If you have Scipy, you could call scipy.stats.binned_statistic:
import scipy.stats as stats
statistic, bin_edges, binnumber = stats.binned_statistic(
x=X, values=Y, statistic='median', bins=bins)
statistic = statistic[np.isfinite(statistic)]
print(statistic)
yields
[ 15. 90. 50. 55. 40. 60.]
Without SciPy, I think you would need a list comprehension.
As you suggested, you could avoid the RuntimeWarning by filtering out those bins which are empty. You can do that with an if-condition
inside a list comprehension:
masks = [(digitized == j) for j in range(1, len(bins))]
bin_medians = [np.median(Y[mask]) for mask in masks if mask.any()]
Also note that the error message you are seeing is a warning, not an Exception. You could (alternatively) suppress the error message with
import warnings
warnings.filterwarnings("ignore", 'Mean of empty slice.')
warnings.filterwarnings("ignore", 'invalid value encountered in double_scalar')
There is a way to compute the bin_centers more quickly:
bin_centers = []
for j in range(len(bins) - 1):
bin_centers.append((bins[j] + bins[j + 1]) / 2.)
could be simplified to
bin_centers = bins[:-1] + (bins[1]-bins[0])/2
So, for example,
import numpy as np
import matplotlib.pyplot as plt
import warnings
warnings.filterwarnings("ignore", 'Mean of empty slice.')
warnings.filterwarnings("ignore", 'invalid value encountered in double_scalar')
np.random.seed(123)
X = np.random.random(10)
bins = np.linspace(min(X), max(X), 10)
digitized = np.digitize(X, bins)-1
bin_centers = bins + (bins[1]-bins[0])/2
Y = range(0, 100, 10)
Y = np.asarray(Y, dtype='float')
bin_medians = [np.median(Y[digitized == j]) for j in range(len(bins))]
print(bin_medians)
plt.scatter(bin_centers, bin_medians)
plt.show()
yields
[15.0, 90.0, 50.0, 55.0, nan, 40.0, nan, nan, nan, 60.0]

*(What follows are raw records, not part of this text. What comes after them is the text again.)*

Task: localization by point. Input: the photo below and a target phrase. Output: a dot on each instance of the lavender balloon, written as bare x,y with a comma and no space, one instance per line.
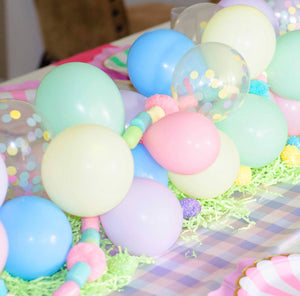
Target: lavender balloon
134,103
148,220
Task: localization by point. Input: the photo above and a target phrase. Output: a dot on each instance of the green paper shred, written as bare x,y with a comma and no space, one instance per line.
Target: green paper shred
218,211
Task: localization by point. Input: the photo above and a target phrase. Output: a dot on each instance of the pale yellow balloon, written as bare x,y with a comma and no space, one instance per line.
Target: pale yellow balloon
87,170
215,180
248,31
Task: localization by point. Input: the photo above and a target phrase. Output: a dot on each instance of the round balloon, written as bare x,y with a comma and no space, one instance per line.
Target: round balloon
146,167
291,112
216,179
3,247
152,59
258,129
148,221
261,5
249,32
287,13
284,71
39,236
87,169
193,20
24,136
215,76
3,180
134,104
76,93
183,142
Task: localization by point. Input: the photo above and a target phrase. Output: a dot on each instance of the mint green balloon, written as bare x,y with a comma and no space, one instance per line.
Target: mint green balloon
258,129
284,70
76,93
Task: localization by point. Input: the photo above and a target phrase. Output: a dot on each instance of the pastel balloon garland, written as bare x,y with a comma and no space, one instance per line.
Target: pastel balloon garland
141,124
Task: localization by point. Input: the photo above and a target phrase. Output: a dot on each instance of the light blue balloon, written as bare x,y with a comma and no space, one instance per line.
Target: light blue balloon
39,236
152,59
146,167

If your purpose is only to make the scatter plot, then it is not necessary to remove the nans since matplotlib
will ignore them anyway.
If you really want to remove the nans, then you could use
no_nans = np.isfinite(bin_medians)
bin_medians = bin_medians[no_nans]
bin_centers = bin_centers[no_nans]
In the above, I opted for using warnings.filterwarnings
to just suppress the warnings. If you don't wish to suppress warnings, and would rather filter the nans from bin_medians
and from the corresponding locations from bin_centers
, then:
bin_centers = bins + (bins[1]-bins[0])/2
masks = [(digitized == j) for j in range(len(bins))]
bin_centers, bin_medians = zip(*[(center, np.median(Y[mask]))
for center, mask in zip(bin_centers, masks)
if mask.any()])